SciPy

scipy.sparse.linalg.onenormest

scipy.sparse.linalg.onenormest(A, t=2, itmax=5, compute_v=False, compute_w=False)[source]

Compute a lower bound of the 1-norm of a sparse matrix.

Parameters:

A : ndarray or other linear operator

A linear operator that can be transposed and that can produce matrix products.

t : int, optional

A positive parameter controlling the tradeoff between accuracy versus time and memory usage. Larger values take longer and use more memory but give more accurate output.

itmax : int, optional

Use at most this many iterations.

compute_v : bool, optional

Request a norm-maximizing linear operator input vector if True.
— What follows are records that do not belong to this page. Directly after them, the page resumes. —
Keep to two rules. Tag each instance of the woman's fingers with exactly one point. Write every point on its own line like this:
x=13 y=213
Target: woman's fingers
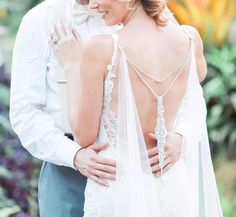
x=166 y=168
x=154 y=160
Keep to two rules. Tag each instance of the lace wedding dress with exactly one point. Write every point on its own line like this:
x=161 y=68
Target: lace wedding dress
x=188 y=189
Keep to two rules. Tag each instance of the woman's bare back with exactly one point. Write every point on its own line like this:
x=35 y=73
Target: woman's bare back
x=163 y=51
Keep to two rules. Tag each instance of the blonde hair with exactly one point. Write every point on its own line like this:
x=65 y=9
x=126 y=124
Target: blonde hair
x=155 y=9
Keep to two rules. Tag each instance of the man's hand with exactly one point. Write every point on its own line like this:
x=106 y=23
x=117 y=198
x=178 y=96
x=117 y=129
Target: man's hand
x=93 y=166
x=173 y=150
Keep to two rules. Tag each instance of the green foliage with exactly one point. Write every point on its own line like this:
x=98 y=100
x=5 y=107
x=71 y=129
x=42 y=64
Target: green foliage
x=220 y=95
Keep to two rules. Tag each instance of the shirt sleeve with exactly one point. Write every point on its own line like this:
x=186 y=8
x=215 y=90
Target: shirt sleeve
x=36 y=129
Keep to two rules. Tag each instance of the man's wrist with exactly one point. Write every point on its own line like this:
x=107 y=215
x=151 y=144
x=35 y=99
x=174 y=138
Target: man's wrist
x=74 y=160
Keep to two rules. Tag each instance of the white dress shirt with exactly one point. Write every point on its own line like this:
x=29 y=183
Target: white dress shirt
x=35 y=103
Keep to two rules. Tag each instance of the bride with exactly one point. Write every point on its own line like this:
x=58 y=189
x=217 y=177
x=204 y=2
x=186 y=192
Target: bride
x=128 y=84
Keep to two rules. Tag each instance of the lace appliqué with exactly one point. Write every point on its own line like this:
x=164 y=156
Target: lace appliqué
x=109 y=118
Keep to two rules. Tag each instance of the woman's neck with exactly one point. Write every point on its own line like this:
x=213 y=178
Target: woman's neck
x=135 y=15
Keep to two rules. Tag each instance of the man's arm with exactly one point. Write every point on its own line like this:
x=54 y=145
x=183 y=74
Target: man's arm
x=34 y=126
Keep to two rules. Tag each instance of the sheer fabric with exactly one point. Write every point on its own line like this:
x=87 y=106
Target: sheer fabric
x=181 y=192
x=187 y=190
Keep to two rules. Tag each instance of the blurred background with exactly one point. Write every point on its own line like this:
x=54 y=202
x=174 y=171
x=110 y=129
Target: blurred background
x=216 y=22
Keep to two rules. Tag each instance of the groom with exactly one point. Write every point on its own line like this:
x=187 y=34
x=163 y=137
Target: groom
x=35 y=114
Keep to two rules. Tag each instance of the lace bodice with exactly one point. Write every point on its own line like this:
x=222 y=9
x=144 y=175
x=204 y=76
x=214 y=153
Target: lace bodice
x=108 y=117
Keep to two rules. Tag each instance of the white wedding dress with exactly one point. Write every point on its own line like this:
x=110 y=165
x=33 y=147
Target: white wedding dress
x=188 y=189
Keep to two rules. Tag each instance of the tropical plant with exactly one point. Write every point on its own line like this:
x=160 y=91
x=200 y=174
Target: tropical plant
x=211 y=17
x=220 y=95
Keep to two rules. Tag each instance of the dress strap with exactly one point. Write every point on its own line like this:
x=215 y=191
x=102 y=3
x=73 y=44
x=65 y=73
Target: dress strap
x=186 y=30
x=110 y=67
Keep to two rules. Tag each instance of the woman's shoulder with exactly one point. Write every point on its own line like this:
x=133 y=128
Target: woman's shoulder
x=99 y=47
x=194 y=34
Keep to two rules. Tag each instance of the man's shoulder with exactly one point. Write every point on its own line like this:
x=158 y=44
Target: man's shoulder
x=40 y=13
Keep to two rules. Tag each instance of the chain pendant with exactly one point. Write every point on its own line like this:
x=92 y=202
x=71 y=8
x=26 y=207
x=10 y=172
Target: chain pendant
x=161 y=132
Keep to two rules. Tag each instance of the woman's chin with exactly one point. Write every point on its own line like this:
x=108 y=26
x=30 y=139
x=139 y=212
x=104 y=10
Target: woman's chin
x=111 y=22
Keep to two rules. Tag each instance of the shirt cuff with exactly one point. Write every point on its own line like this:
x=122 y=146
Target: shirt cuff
x=69 y=153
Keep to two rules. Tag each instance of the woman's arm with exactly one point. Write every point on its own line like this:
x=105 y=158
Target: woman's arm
x=199 y=53
x=87 y=95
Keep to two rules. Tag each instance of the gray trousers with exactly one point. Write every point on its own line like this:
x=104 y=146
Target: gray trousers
x=61 y=191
compute_w : bool, optional

Request a norm-maximizing linear operator output vector if True.

Returns:

est : float

An underestimate of the 1-norm of the sparse matrix.

v : ndarray, optional

The vector such that ||Av||_1 == est*||v||_1. It can be thought of as an input to the linear operator that gives an output with particularly large norm.

w : ndarray, optional

The vector Av which has relatively large 1-norm. It can be thought of as an output of the linear operator that is relatively large in norm compared to the input.

Notes

This is algorithm 2.4 of [1].

In [2] it is described as follows. “This algorithm typically requires the evaluation of about 4t matrix-vector products and almost invariably produces a norm estimate (which is, in fact, a lower bound on the norm) correct to within a factor 3.”

New in version 0.13.0.

References

[R282]Nicholas J. Higham and Francoise Tisseur (2000), “A Block Algorithm for Matrix 1-Norm Estimation, with an Application to 1-Norm Pseudospectra.” SIAM J. Matrix Anal. Appl. Vol. 21, No. 4, pp. 1185-1201.
[R283]Awad H. Al-Mohy and Nicholas J. Higham (2009), “A new scaling and squaring algorithm for the matrix exponential.” SIAM J. Matrix Anal. Appl. Vol. 31, No. 3, pp. 970-989.